Asked husband to leave. We've given it a go for another 4 years since it went downhill. At first he was amicable now he's turning.

Planning on buying him out of the house. 2 young children will stay with me.

Anyone know what % he is entitled to of the equity?

People keep saying 33% cos I've got the kids but can't find anything to say that.

Getting no where with legal aid or free financial advice.

Got a mortgage appt on Monday but don't know how much I need to pay him!!

OP posts:
prh47bridge · 17/06/2022 13:27

No-one can answer that question on the limited information you've given. The people saying 33% are guessing.

BeNice01 · 17/06/2022 19:35

Sorry that you are separating. It's a stressful life experience with lots of emotions. Just keep calm, seek advice and speak to people and you will be fine. You will enter a new chapter in your life with unknown. The seperation profess is a marathon not a sprint.

Working things out between yourselves will save you both tens of thousands of pounds and emotional stress from 12-24 months of legal proceedings.

There are two central things to resolve:

  1. How the children will spend time with both parents. Are they school aged?
  2. Division of assets.
  3. Maintenance e.g spousal and/or child.
I would focus on child arrangements first. Ask him how he would like to spend time with the children, will he live locally and have capacity for nursery/school runs.
stressedsloth · 18/06/2022 09:27

BeNice01 · 17/06/2022 19:35

Sorry that you are separating. It's a stressful life experience with lots of emotions. Just keep calm, seek advice and speak to people and you will be fine. You will enter a new chapter in your life with unknown. The seperation profess is a marathon not a sprint.

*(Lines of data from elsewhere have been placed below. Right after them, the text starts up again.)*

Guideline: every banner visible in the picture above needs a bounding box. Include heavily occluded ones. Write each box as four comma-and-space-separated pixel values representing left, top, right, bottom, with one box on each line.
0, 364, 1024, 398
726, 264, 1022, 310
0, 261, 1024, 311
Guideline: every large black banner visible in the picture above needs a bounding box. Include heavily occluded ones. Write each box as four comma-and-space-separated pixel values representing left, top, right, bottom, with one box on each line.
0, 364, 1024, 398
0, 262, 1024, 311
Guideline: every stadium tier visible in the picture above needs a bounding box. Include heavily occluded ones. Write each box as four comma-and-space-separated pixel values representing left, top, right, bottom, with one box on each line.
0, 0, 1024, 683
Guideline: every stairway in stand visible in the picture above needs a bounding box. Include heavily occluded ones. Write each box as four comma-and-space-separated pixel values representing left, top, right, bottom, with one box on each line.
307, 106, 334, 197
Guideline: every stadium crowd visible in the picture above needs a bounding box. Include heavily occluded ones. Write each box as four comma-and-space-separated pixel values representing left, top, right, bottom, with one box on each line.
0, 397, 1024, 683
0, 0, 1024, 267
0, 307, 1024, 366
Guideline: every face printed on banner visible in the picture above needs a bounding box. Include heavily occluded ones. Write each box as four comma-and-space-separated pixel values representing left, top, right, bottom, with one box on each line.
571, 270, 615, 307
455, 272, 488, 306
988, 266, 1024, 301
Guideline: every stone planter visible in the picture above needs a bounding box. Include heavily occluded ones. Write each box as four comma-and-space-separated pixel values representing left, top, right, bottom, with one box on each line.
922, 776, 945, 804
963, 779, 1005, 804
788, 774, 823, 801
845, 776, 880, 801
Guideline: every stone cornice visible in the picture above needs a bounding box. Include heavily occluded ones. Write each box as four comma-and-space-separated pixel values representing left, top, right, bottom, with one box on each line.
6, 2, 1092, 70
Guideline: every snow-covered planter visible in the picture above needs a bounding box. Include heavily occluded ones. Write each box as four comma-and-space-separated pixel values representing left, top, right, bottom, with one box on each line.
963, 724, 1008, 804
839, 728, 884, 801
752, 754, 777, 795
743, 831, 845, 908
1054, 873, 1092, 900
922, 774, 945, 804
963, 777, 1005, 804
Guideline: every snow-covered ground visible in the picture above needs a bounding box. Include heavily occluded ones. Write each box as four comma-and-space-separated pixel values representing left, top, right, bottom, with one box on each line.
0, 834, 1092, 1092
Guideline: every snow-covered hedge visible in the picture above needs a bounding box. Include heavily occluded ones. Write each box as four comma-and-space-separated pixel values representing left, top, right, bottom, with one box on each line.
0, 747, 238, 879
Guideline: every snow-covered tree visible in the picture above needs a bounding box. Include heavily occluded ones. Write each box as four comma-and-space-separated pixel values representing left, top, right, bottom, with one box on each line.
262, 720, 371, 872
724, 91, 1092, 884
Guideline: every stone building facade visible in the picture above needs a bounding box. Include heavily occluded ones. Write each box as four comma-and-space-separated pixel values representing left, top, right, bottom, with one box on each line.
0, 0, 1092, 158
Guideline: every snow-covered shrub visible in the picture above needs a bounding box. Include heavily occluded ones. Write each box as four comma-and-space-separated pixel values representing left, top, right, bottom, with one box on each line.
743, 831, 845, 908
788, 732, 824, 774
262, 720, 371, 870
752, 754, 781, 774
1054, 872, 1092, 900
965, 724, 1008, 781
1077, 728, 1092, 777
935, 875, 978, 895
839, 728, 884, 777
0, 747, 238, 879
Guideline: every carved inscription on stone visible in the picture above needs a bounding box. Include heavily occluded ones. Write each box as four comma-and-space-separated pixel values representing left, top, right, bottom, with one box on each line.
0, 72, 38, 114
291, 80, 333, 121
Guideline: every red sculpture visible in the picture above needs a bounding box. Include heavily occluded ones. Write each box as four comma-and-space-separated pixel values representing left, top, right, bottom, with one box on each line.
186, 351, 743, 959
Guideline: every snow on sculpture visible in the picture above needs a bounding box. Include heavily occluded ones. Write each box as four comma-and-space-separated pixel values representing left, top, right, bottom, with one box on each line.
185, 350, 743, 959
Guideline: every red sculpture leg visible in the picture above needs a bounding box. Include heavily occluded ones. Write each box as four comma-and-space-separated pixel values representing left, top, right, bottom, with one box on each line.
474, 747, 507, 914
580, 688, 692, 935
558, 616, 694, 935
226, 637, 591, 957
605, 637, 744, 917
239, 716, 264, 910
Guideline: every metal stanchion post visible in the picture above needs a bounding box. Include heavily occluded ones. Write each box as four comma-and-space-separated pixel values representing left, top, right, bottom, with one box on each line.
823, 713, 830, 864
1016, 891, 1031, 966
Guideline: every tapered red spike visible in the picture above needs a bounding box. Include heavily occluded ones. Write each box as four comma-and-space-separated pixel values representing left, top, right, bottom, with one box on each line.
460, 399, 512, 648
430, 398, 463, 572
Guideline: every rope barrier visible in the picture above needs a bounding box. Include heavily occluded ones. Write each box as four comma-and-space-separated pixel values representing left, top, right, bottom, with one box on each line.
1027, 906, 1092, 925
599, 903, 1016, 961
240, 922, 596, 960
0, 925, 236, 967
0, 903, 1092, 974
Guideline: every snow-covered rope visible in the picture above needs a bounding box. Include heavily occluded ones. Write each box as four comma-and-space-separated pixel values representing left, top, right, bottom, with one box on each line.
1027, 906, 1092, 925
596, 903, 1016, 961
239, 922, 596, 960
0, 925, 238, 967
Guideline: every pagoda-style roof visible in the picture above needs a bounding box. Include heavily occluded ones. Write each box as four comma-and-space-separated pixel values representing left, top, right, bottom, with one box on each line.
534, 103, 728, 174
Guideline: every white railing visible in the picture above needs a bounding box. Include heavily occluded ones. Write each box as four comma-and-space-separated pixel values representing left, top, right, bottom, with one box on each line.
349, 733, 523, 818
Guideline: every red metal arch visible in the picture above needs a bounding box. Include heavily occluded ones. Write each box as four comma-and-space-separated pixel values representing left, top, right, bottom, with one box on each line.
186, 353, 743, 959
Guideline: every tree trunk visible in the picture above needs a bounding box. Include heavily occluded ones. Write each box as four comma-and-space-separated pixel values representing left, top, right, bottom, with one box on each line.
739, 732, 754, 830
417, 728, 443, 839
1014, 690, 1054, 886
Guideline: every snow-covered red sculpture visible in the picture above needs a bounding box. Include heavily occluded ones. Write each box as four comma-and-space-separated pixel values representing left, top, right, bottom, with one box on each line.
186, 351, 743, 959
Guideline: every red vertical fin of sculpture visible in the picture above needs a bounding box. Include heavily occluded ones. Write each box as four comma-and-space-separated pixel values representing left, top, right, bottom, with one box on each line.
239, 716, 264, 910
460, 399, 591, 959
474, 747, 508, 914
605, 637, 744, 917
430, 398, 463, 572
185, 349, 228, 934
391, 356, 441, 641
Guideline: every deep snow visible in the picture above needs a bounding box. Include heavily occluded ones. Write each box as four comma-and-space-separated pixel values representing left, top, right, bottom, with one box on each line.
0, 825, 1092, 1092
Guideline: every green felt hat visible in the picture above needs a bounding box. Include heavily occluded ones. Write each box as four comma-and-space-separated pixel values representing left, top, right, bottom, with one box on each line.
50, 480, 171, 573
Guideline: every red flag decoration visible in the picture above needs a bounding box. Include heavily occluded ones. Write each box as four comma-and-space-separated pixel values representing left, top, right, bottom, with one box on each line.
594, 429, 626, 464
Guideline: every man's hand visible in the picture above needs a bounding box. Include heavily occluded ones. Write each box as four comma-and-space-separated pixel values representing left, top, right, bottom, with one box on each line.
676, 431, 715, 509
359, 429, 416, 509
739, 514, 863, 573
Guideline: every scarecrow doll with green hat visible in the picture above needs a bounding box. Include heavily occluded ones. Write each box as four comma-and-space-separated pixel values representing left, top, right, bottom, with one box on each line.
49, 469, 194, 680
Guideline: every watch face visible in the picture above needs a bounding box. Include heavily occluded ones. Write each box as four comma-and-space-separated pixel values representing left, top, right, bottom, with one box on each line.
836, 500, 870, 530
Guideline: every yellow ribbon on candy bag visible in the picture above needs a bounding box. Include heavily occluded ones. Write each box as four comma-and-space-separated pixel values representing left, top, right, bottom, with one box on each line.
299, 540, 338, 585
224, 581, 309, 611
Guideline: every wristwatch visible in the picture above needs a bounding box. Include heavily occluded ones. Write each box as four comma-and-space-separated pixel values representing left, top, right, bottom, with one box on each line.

Working things out between yourselves will save you both tens of thousands of pounds and emotional stress from 12-24 months of legal proceedings.

There are two central things to resolve:

  1. How the children will spend time with both parents. Are they school aged?
  2. Division of assets.
  3. Maintenance e.g spousal and/or child.
I would focus on child arrangements first. Ask him how he would like to spend time with the children, will he live locally and have capacity for nursery/school runs.

Thank you for your kind advice.
We have been amicable for the past two months but his is mentally unstable so it's come with his ups and downs.
Things changed a couple of weeks ago and his nasty side is back so I've made a mortgage appt and a solicitor appt for myself on Monday.

I asked him to leave 2 months ago and we agreed to him staying at home until he finds somewhere to live. He has always said he'll give me and the kids the house and I've always believed him and still do but I don't trust his family or if he meets someone else so I want to be prepared for how much this is going to cost me. He won't make me sell the house as he knows I can't afford anything else so we'd have nowhere to go. I imagine I'm going to have to buy him out which I was hoping I wouldn't have to do until the kids are older.

We have already discussed childcare split between us. He already picks up from school Tues-Thurs so that will continue and he'll bring them back after dinner and one night each weekend.
If this doesn't stick then I'll need more money from him to pay for after school clubs.

My eldest son is very close and clingy with him mainly because of my husbands BPD it's made our son crave his attention.
I'm hoping the above routine sticks as that won't be much different than how often he sees them now.
My husband suffers with depression and spends a lot of time in bed or asleep on the sofa.

Hopefully this all works out for the best.